引染や挿し友禅を行ったあとの反物を蒸箱(むしばこ)という釜を使い、蒸気で約30分〜180分間蒸す。蒸箱は昭和40年ごろまでは杉の木で作られていたが、耐久性の問題などにより現在ではステンレス製のものが主流になっている。(約2年で木が炭化してしまうので蒸箱の建て替えが必要となり、コストが掛かりすぎてしまうため)蒸気の熱と水分により、色がより鮮やかに発色し、染料が生地に染着(定着)して色落ちしにくくなるという効果を得ることができる。なお、反物を蒸す時間については主に色の濃さで判断し、基本的には濃い色ほど長時間蒸さなければならない。また、基本的に常圧(1気圧)で100度の温度にて蒸加工を行うが、生地によっては圧力釜を使用して温度を100〜120度に上げて蒸を行うこともある。
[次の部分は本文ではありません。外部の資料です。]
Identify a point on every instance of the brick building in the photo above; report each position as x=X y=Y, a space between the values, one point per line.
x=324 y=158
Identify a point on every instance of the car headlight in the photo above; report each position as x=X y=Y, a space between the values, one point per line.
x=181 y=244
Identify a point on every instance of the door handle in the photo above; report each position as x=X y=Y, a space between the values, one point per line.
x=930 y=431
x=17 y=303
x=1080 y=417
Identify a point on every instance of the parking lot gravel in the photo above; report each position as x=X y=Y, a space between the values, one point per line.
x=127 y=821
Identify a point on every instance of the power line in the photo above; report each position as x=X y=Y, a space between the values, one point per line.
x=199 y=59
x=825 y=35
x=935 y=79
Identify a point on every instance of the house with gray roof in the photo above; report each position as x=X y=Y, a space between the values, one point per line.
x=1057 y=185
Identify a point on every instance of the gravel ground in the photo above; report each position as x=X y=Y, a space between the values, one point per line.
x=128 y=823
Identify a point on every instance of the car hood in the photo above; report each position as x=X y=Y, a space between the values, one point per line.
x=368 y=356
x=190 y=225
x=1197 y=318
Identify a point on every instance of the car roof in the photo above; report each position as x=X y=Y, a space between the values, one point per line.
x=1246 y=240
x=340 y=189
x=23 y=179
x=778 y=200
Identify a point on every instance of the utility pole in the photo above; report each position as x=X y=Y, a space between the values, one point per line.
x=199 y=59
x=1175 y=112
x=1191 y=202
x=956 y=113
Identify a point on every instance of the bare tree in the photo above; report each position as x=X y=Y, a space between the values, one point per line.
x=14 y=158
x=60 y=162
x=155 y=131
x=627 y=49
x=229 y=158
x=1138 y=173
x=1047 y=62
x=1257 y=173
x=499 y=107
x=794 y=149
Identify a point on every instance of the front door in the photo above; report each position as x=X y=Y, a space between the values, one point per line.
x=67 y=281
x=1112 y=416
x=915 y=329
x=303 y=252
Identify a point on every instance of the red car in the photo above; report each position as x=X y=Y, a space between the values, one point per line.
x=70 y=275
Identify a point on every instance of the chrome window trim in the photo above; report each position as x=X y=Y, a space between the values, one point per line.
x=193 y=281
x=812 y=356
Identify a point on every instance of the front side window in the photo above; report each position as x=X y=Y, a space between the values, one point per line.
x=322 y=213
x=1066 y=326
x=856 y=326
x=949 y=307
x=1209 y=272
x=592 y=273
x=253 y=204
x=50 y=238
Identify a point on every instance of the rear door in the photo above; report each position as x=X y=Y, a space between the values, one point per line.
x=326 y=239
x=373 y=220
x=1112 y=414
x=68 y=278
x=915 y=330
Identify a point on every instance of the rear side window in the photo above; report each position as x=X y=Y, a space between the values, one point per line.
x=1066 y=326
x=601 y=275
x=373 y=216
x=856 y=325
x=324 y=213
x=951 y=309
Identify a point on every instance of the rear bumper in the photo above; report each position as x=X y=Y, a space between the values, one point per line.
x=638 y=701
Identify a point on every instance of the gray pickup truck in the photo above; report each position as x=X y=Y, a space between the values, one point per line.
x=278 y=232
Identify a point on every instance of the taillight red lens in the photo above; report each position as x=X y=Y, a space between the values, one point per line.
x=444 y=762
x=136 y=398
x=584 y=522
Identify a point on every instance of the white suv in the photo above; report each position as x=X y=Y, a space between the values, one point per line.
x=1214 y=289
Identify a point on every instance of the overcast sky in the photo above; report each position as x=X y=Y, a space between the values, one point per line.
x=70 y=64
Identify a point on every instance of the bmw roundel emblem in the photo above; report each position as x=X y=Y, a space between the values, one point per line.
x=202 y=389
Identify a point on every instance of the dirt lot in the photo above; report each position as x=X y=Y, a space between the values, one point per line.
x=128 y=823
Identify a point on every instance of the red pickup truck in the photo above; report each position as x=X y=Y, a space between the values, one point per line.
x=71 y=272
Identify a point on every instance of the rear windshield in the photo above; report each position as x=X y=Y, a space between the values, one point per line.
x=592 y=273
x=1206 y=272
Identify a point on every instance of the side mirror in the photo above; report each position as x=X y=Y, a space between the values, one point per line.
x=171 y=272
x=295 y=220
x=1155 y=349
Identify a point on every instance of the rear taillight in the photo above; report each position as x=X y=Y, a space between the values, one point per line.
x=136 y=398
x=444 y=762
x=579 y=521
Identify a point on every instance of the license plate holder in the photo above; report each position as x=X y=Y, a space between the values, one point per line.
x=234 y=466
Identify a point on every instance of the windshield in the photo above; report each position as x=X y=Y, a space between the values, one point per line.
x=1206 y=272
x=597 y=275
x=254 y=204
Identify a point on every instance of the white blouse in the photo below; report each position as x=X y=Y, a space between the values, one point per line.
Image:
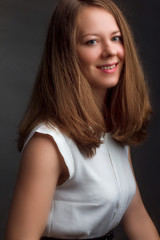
x=99 y=189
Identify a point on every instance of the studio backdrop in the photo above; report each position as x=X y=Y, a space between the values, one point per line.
x=23 y=27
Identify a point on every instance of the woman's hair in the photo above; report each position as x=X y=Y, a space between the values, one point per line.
x=62 y=97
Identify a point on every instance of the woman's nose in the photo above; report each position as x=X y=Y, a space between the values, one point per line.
x=109 y=50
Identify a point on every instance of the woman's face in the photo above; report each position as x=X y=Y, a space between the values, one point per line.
x=100 y=48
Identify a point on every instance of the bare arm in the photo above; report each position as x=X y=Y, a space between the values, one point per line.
x=38 y=175
x=136 y=221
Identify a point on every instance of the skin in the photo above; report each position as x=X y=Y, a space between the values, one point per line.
x=99 y=44
x=42 y=167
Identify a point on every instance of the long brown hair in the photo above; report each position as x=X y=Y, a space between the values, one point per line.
x=62 y=96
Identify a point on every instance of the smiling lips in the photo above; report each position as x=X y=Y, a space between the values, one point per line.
x=108 y=68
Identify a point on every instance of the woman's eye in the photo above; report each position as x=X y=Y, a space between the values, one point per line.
x=91 y=42
x=116 y=38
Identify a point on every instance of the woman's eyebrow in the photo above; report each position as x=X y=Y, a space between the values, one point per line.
x=96 y=34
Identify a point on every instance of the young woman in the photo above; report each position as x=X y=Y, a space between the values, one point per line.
x=89 y=103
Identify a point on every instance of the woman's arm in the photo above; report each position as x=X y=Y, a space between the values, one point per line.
x=39 y=171
x=136 y=222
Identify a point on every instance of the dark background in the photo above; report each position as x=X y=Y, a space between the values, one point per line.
x=23 y=26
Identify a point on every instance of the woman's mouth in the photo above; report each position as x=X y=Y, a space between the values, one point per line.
x=108 y=68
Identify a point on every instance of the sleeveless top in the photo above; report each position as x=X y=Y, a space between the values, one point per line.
x=93 y=200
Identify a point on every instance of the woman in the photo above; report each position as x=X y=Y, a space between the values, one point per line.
x=89 y=102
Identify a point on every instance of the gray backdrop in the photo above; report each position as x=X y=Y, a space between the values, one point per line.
x=23 y=26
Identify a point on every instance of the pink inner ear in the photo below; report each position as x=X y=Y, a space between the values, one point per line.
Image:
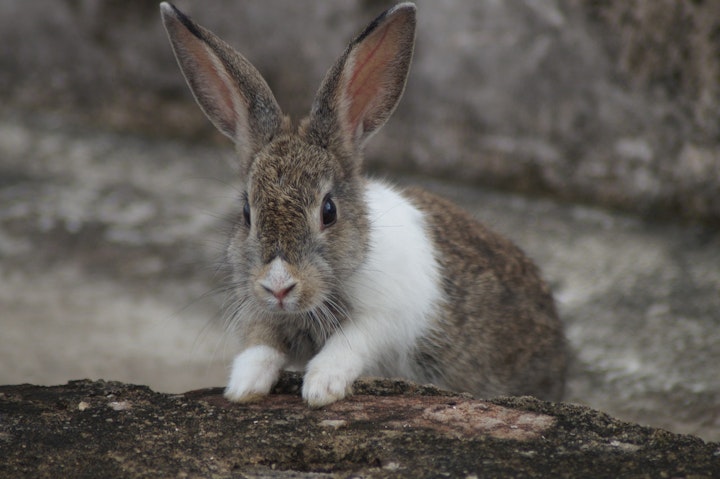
x=211 y=83
x=364 y=90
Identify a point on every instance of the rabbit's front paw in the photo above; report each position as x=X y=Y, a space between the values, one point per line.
x=327 y=382
x=254 y=372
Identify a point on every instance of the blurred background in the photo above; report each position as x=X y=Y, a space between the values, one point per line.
x=588 y=132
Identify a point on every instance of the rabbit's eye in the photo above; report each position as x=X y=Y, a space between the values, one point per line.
x=246 y=212
x=329 y=212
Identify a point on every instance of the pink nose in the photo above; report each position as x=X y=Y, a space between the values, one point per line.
x=280 y=293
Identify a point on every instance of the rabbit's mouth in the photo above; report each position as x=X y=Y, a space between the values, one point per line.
x=280 y=288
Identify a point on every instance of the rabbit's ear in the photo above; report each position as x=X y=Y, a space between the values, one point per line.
x=362 y=89
x=228 y=88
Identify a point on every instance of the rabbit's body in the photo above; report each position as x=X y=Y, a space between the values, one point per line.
x=343 y=276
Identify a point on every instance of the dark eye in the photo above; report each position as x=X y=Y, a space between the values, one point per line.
x=246 y=212
x=329 y=212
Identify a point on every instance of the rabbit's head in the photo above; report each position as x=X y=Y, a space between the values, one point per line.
x=302 y=228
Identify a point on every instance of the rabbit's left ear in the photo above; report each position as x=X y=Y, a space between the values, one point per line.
x=362 y=89
x=228 y=88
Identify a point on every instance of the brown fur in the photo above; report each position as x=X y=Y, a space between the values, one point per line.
x=498 y=320
x=495 y=331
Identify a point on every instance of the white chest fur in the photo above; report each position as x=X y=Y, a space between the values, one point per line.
x=398 y=288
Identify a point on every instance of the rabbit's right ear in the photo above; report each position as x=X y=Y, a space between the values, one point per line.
x=228 y=88
x=364 y=86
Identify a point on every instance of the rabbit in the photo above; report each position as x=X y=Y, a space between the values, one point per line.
x=344 y=276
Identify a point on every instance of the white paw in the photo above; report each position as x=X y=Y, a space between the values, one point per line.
x=254 y=372
x=325 y=385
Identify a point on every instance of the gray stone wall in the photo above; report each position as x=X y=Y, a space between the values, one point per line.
x=610 y=102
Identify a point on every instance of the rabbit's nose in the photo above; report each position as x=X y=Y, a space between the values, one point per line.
x=280 y=292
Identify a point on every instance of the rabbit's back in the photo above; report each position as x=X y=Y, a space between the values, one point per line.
x=496 y=330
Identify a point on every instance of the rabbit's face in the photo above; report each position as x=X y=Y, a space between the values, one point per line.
x=302 y=231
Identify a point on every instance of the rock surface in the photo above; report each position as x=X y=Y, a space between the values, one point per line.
x=109 y=246
x=614 y=103
x=387 y=429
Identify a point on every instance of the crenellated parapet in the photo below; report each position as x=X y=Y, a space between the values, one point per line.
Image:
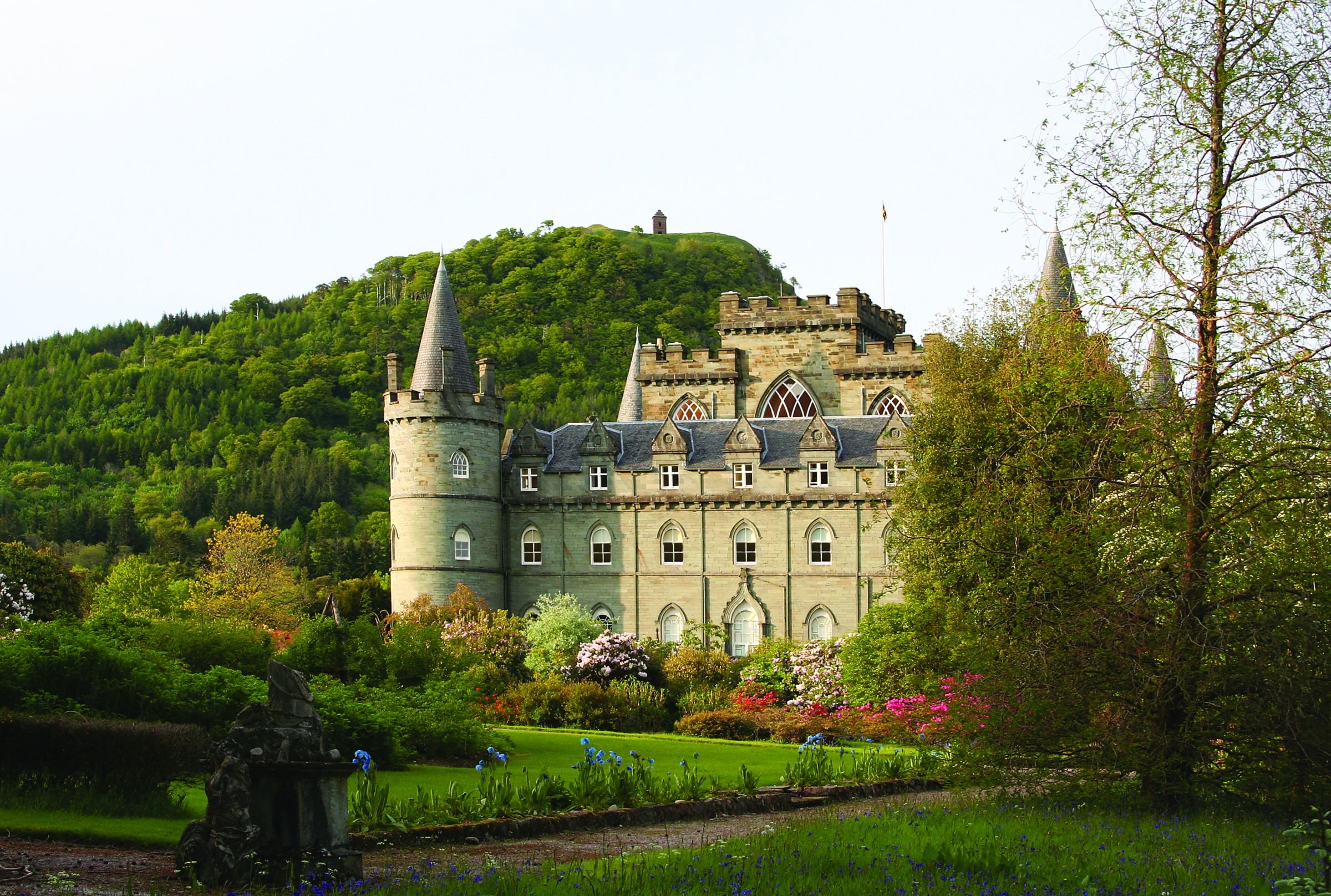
x=849 y=310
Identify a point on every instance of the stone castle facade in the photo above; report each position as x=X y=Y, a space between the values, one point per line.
x=747 y=486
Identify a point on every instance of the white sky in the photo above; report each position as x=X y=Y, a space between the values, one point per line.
x=156 y=156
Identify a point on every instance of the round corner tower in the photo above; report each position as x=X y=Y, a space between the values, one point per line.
x=445 y=441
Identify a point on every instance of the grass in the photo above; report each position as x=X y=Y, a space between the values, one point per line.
x=982 y=850
x=537 y=749
x=556 y=750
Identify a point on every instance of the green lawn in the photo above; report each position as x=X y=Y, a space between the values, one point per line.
x=534 y=749
x=556 y=750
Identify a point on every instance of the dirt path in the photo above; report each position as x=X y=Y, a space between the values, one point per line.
x=54 y=868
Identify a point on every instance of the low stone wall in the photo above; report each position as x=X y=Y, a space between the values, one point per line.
x=775 y=799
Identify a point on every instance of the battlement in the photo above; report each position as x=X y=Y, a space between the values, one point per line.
x=850 y=308
x=677 y=364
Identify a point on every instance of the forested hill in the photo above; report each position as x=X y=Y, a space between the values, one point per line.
x=144 y=437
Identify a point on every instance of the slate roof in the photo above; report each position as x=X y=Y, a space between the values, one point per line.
x=443 y=329
x=706 y=442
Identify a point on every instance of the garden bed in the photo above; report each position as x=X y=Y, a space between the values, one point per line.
x=769 y=799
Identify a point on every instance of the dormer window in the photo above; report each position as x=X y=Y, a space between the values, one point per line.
x=819 y=475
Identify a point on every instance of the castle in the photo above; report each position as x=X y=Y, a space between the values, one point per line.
x=749 y=486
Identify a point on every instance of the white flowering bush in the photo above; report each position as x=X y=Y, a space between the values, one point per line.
x=15 y=602
x=816 y=669
x=610 y=656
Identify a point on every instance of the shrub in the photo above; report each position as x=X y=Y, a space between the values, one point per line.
x=693 y=668
x=204 y=643
x=646 y=706
x=610 y=656
x=727 y=725
x=706 y=699
x=562 y=626
x=95 y=765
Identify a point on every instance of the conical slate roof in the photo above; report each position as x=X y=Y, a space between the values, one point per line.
x=631 y=405
x=1056 y=280
x=1157 y=385
x=443 y=329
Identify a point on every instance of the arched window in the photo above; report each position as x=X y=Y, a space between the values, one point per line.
x=531 y=546
x=601 y=546
x=820 y=545
x=673 y=546
x=690 y=409
x=790 y=399
x=461 y=466
x=890 y=404
x=746 y=546
x=820 y=625
x=744 y=632
x=673 y=626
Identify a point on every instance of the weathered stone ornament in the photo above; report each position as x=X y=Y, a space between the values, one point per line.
x=277 y=797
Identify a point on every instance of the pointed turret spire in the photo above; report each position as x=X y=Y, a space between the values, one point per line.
x=1056 y=280
x=1157 y=385
x=443 y=330
x=631 y=405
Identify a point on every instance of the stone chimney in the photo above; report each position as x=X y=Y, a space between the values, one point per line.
x=487 y=368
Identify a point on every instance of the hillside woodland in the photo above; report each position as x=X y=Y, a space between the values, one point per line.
x=145 y=439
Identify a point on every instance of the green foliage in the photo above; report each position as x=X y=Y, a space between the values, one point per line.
x=727 y=725
x=57 y=590
x=145 y=437
x=139 y=589
x=562 y=626
x=891 y=656
x=95 y=765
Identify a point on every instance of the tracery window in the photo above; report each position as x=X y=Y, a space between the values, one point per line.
x=746 y=546
x=690 y=409
x=890 y=404
x=461 y=466
x=601 y=546
x=790 y=399
x=531 y=546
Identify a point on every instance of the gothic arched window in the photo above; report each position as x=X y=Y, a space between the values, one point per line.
x=461 y=466
x=820 y=545
x=690 y=409
x=746 y=546
x=601 y=546
x=890 y=404
x=673 y=626
x=790 y=399
x=531 y=546
x=744 y=632
x=673 y=546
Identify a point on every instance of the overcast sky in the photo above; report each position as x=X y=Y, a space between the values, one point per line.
x=160 y=156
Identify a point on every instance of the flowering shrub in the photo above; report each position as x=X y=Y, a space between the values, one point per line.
x=607 y=658
x=15 y=602
x=496 y=635
x=816 y=669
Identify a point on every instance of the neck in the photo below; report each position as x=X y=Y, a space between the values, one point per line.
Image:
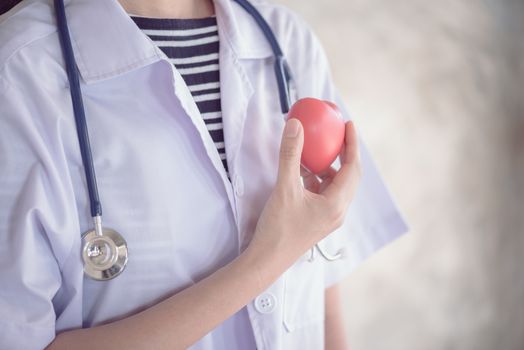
x=169 y=8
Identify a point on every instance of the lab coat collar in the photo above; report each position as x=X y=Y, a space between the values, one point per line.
x=108 y=43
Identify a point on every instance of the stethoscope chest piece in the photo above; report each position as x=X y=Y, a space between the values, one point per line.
x=105 y=256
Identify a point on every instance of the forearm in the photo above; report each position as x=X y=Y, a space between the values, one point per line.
x=187 y=316
x=335 y=335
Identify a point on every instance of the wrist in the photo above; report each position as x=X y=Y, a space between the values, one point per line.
x=267 y=264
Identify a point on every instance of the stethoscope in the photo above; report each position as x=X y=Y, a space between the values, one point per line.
x=104 y=250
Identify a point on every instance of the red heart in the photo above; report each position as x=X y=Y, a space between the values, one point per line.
x=324 y=131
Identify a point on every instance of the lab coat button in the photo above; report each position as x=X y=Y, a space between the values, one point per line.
x=238 y=183
x=265 y=303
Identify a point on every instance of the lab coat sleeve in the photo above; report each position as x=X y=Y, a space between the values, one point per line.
x=372 y=220
x=35 y=225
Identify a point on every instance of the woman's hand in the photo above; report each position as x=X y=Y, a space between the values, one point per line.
x=296 y=217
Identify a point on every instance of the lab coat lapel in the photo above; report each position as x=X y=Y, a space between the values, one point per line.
x=236 y=91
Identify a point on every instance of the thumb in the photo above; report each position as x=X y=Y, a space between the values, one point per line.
x=290 y=153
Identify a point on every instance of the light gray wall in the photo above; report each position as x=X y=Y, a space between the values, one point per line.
x=437 y=90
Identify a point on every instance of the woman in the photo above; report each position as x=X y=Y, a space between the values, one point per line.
x=196 y=167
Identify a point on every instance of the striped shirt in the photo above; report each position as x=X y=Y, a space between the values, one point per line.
x=192 y=46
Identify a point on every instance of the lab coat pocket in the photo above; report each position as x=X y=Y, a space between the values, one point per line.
x=303 y=294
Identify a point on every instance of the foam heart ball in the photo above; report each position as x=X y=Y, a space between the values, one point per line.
x=324 y=132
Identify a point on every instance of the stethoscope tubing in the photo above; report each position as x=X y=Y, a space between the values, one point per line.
x=93 y=237
x=78 y=109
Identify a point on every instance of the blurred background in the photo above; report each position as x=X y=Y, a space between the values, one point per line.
x=437 y=91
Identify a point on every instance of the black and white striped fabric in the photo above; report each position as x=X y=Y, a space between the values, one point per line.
x=192 y=46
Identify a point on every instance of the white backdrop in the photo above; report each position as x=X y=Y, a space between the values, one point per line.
x=437 y=90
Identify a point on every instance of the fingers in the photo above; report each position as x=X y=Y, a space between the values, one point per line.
x=343 y=183
x=290 y=153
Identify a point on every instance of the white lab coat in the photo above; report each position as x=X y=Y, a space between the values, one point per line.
x=160 y=177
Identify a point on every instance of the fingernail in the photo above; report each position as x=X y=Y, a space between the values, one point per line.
x=292 y=127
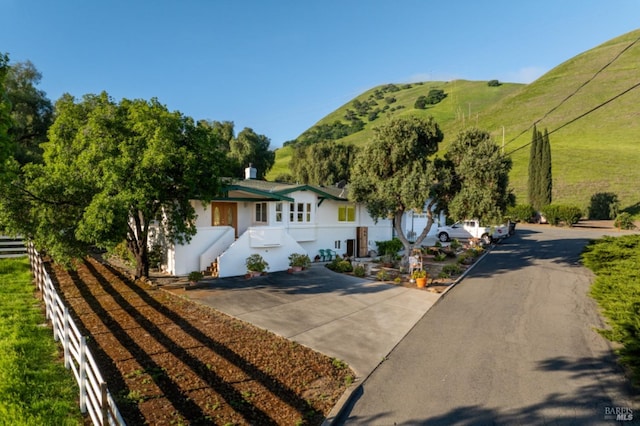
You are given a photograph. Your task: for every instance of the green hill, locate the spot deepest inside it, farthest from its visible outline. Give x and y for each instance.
(589, 105)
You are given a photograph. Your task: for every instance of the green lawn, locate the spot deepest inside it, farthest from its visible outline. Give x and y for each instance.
(35, 388)
(615, 261)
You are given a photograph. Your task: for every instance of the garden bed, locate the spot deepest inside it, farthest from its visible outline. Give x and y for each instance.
(168, 360)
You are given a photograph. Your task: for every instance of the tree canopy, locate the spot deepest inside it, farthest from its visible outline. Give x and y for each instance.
(482, 177)
(540, 178)
(325, 163)
(31, 112)
(110, 171)
(395, 173)
(246, 148)
(5, 113)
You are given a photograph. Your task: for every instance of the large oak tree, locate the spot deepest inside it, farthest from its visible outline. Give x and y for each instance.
(481, 178)
(396, 173)
(110, 171)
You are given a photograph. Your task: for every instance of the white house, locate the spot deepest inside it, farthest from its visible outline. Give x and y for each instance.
(274, 220)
いわゆる「友禅流し」であり、昭和40年代中頃までは鴨川・堀川・桂川といった自然の河川で反物を流して洗っていた。現在は自然の河川で反物を洗うことを環境汚染の問題などにより禁止されており、主に工房内で水槽や自動洗浄機を使って洗っている。また、人工の川を作り、そこに地下水を流して「友禅流し」そのものを再現して加工を行っている工房もある。蒸工程によって染着しきらなかった余分な染料や、糊置き加工にて施された「伏せ糊(原料は餅米)」を洗い流す。反物を「水」で洗って「元」の姿に戻す…という意味で「水元(みずもと)」と呼ばれている。




業界内では「水洗」というと、化学精洗加工のことを指す。有機溶剤(主にテトラクロロエチレン)を使ってローケツ染めで使用されている「蝋(パラフィン)」や、糊置き加工にて施された「ゴム糊」を洗い落とす。